1. Introduction
Melanoma is one of the deadliest forms of skin cancer, but early detection significantly improves the chances of successful treatment. According to the U.S. National Cancer Institute, the 5-year survival rate for patients diagnosed at localized stages (0, I, II) is as high as 97.6%. In contrast, survival rates decrease sharply to 60.3% when diagnosed at a regional stage (III) and drop further to 16.2% at the metastatic stage (IV) [
1]. These statistics highlight the importance of melanoma diagnosis in the early stages.
Recent advances in deep learning have accelerated the development of automated methods for skin lesion diagnosis, leading to a growing number of AI models designed specifically for dermatology. The availability of relatively large, publicly accessible skin lesion datasets has further propelled progress in this field, enabling the refinement of deep-learning-based diagnostic approaches.
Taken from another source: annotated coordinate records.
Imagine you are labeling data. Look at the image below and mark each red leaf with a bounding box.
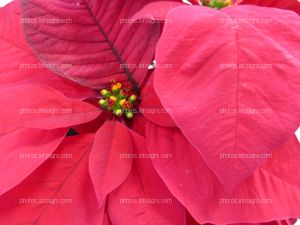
[22,0,159,88]
[0,129,67,195]
[236,0,300,14]
[147,125,300,224]
[0,0,95,99]
[0,136,100,225]
[0,85,100,133]
[107,132,185,225]
[133,1,184,22]
[89,121,132,207]
[139,76,176,127]
[154,6,300,192]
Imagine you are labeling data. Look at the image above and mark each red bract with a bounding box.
[154,6,300,192]
[22,0,163,88]
[236,0,300,14]
[0,2,185,225]
[0,0,300,225]
[147,125,300,224]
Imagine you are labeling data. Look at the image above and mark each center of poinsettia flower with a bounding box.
[202,0,232,9]
[99,80,137,119]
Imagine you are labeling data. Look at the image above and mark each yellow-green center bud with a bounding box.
[128,95,136,103]
[125,110,133,119]
[99,80,137,119]
[114,109,123,116]
[99,99,108,108]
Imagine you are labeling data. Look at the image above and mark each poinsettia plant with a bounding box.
[0,0,300,225]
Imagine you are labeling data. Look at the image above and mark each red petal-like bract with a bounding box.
[22,0,159,88]
[107,132,185,225]
[0,135,100,225]
[89,121,132,210]
[0,128,67,195]
[236,0,300,14]
[147,125,300,224]
[0,85,100,133]
[0,0,94,99]
[154,6,300,192]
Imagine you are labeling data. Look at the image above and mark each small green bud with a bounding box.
[114,109,123,116]
[99,99,108,108]
[128,95,136,103]
[125,110,133,119]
The adoption of such automated systems for melanoma detection holds significant potential for improving early diagnosis and, consequently, enhancing patient survival rates.
Despite recent progress, existing lesion analysis methods face several limitations. First, the majority of datasets suffer from the lack of detailed metadata from pathology reports such as Breslow thickness, presence of ulceration, regression, dermal mitotic rate, tumor-infiltrating lymphocytes, preexisting nevus, steatosis, perivascular and perineural invasion, making it difficult to assess how well these methods perform, especially on early-stage lesions. Specifically, Breslow thickness and ulceration determine the T-category in the TNM classification used for disease staging. Without this information, the distribution of early/advanced melanomas remains unknown. Since early detection of melanoma is a primary objective of deep learning models, the lack of dedicated datasets makes it difficult to assess their effectiveness accurately. This gap poses a significant challenge to the development of reliable diagnostic tools, as early-stage melanoma can exhibit visual similarities to benign nevi, borderline lesions, melanosis, or even scars [
2]. These variations in appearance across stages could pose a challenge for deep learning models, potentially affecting classification performance. Additionally, early-stage melanoma often exhibits subtle features, making it more challenging to differentiate from benign lesions and complicating accurate diagnosis. As a result, an imbalanced distribution of melanoma stages in datasets can introduce bias into deep learning models. When trained on data with unknown stage distribution, models may not effectively address early detection, presumably failing to identify early-stage melanoma accurately.
Secondly, the wide availability of large open-access datasets presents a challenge, as nearly all research projects rely on the same training data, while cross-dataset evaluation remains vastly underutilized. For example, only 36 of 176 skin lesion segmentation methods studied in [
3] used cross-dataset evaluation to test their models. Moreover, only 23.6% of works studied in [
4] used an external dataset for evaluation. Without testing across diverse datasets, it’s challenging to determine whether a method will perform robustly in real-world clinical settings.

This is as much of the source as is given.